Now here comes the picture of java stacks.
Java stack contains stack frame. It is basically per method invocation. The task of the java stack is to load up the method and invoke the method based on the preference or based on the last in first out preference.
Now we often call the method one by one. So for example one thread is calling method one. Now method one is calling method two.
So method one will stack first then method two will come into picture and then method three will come to the picture.
Now this will be popped up based on the returning occurrence and we don’t need to worry about that because they are going to return anyway.
Sometimes they occur that java stack is been stacked up again and again. What happens actually is whenever you write a program and there is a recursive algorithm that is not encountered while handling by the developer.
So there occurs stack frame added again and again and again. Because of the developer fault. This may occur stack overflow exception.
Now this can also be tuned up. I guess there is a command called xx again which is used to change the size of the java stack frame.
Basically you don’t need to worry because this is automatically cleared up by the jvm itself. So you don’t need to worry about that.
Now here comes the fourth picture that is PC registers.
PC registers are basically program counter registers which basically point to the next instruction to be executed.
And the PC register is responsible for per thread management and suppose there are three thread, one thread, two thread; our thread one counts the instruction for the thread two, thread two counts the instruction for thread three and basically it is a pointer to the next instruction to be executed.
Here comes the fifth important stack which is the native method stack.
Native Method Stack:
The native method stack which works parallelly with the java stack. In java native methods stacks is basically the operating system dependent.

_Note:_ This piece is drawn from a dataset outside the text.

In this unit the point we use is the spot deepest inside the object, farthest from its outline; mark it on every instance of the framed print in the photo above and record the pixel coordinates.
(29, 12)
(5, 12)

All the operating system native operating system dependent classes are loaded into this native method stack. For example there is a library in the lib folder called as dll’s.
There are lot of DLL available if you are using windows. Now dll is responsible for holding up your class data corresponding to the operating system dependency.
If you are using windows then there is a .dll (dot dll) file. If you are using Linux or UNIX there may be probability that you will find .sor (dot sor) kind of file extension.
Now this all belong to the native method stack.
Here comes the third most important execution block or the component which is called as the execution engine.
Execution Engine is responsible for executing a bytecode instruction. It basically comprises of various subsystem which are interpreter, garbage collection, just-in-time compiler and there is hotspot profiler.
Interpreter interprets the bytecode instruction line by line. It checks whether the bytecode instructions are compatible to execution engine or not and it passes using the native method interface and helps in the execution.
Now here comes picture of just-in-time compiler. Whenever execution engine encounter the similar kind of instruction to be executed again and again, what it does is it compiles some sort of piece of classes or some piece of code.
It compiles some part of code which is repeated over in again. So that it can improve the performance in the later time. For example there is a XYZ XYZ XYZ encounter again and again and again. The XYZ is actually an instruction.
Now what JIT does is JIT pre-compiles automatically the XYZ. Now whenever in the next instruction XYZ encounters, JVM reduces that time and thus leads to the performance of improvisation.
A Hotspot profiler keeps an eye on the bytecode and it helps the JIT compiler to basically look for the statistics and it provides the statistics results which are instruction which are repeated over and over again.
That’s all about the JVM architecture. I hope you understood the whole JVM architecture.